If you aren't diving very often or very deep, and your limiting factor in the typical dive is your pressure gauge rather than your dive-table number of bottom minutes remaining, then I'm not sure I see the point in nitrox.

You might reconsider the computer thing. You'll be in the minority on most group dives without one, and the ready reference to your nitrogen absorption level is useful.

And if you get one, get one that's nitrox-capable (meaning most all of them nowadays). And at that point, it would make sense to take the nitrox course.
The two "ifs" in the first sentence are maybe irrelevant. Since you are doing repetitive dives, Nitrox can be very helpful on the 2nd, 3rd, 4th dives during a day. On air, with tables, you can get kinda short NDLs pretty quickly. And, as a vacation diver, you may well be going a little deeper. For example, in the Turks and Caicos, many of the dives re 70 ft plus. You need that bottom time, which you get with Nitrox or use of a computer. Of course, both is even better.

Finally, we are encountering more and more liveaboards on which use of a computer is mandatory. So, you rent one or buy one. Tables don't help.

In the end, you'll probably get a computer. Meanwhile, the Nitrox cert is easy, fast, and not expensive. go for it. It never goes bad.
 
If you aren't diving very often or very deep, and your limiting factor in the typical dive is your pressure gauge rather than your dive-table number of bottom minutes remaining, then I'm not sure I see the point in nitrox.

You might reconsider the computer thing. You'll be in the minority on most group dives without one, and the ready reference to your nitrogen absorption level is useful.

And if you get one, get one that's nitrox-capable (meaning most all of them nowadays). And at that point, it would make sense to take the nitrox course.

Multi dive/day for multi-days, yes, the NDL will keep getting progressively lower and lower than air consumption.
 
If you do not have computers, how are you measuring your dives? Are you renting computers, or are you using tables?

If it is not one of those two options, I believe this thread will take a turn.
 
Just as an example:
Using air on PADI tables, doing a series of 60 ft dives for 33 minutes each (this is not an unusual gas usage), with a 1h surface interval between them, you can only do 3 dives in a day; the 4th attempt violates allowable bottom time. It is worse, if you go deeper or stay longer (i.e., better air consumption). 60 ft dives for 42 minutes; you can only do ONE dive in that sequence without either a longer surface interval, or a shallower or shorter repetitive dive. If the sequence is 80 ft for 21 minutes, you can only do the ONE dive without some kind of adjustment.

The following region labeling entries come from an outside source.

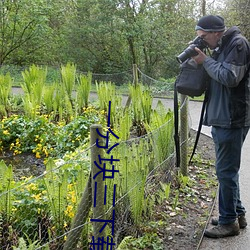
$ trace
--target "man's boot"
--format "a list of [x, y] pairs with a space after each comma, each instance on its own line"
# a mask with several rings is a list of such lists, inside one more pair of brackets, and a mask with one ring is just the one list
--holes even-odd
[[232, 224], [218, 224], [212, 228], [206, 229], [204, 235], [209, 238], [224, 238], [228, 236], [239, 235], [240, 227], [239, 223], [234, 222]]
[[[247, 220], [246, 220], [245, 214], [242, 214], [242, 215], [238, 216], [238, 222], [239, 222], [240, 229], [243, 229], [243, 228], [245, 228], [247, 226]], [[217, 218], [212, 218], [211, 224], [214, 225], [214, 226], [217, 226], [218, 225], [218, 219]]]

But with 32% Nitrox (the most common percentage), you can do the 60 ft for 33 minutes dives (with 1h surface interval) all day long, as many as you want, not just 3. Same with 60 ft for 42 minutes. No limit for the day. Same with 80 ft for 21 minutes.

The point is, Nitrox REALLY opens up repetitive diving. A computer MAY help, if the dive is multilevel (starts deep, works its way up shallower). But for a "square profile" (i.e., go down, stay, come up, which is typical of a lot of sites), the computer doesn't help nearly as much as Nitrox.
 
Thanks for all of the replies!

We do rent computers wherever possible. The reason we were thinking about this is because we are going to be in the Cayman's this February for only 4 days, and we want to dive as much as possible for at least two of the days, without getting too fatigued ( min 2- max 4 dives per day). As result, the dive operator asked if we were Nitrox certified.
 
You can get a good solid used Nitrox computer on Ebay for $70-80 if you keep your eyes open and catch a great deal.

Even if you didn't want to wait for a great deal you can get one immediately for under $125.

At a rental rate of $10-15 per day you'll pay it off after less than 10 dives, plus you'll have the advantages of owning a computer over renting which include: Knowing the computer, being comfortable and understanding it's features, having the same computer over a multi day dive trip so you'll accurately track your N02, and you wont be using a rental computer that might have a previous diver's Nitrogen load that would be a limiting factor in your dives.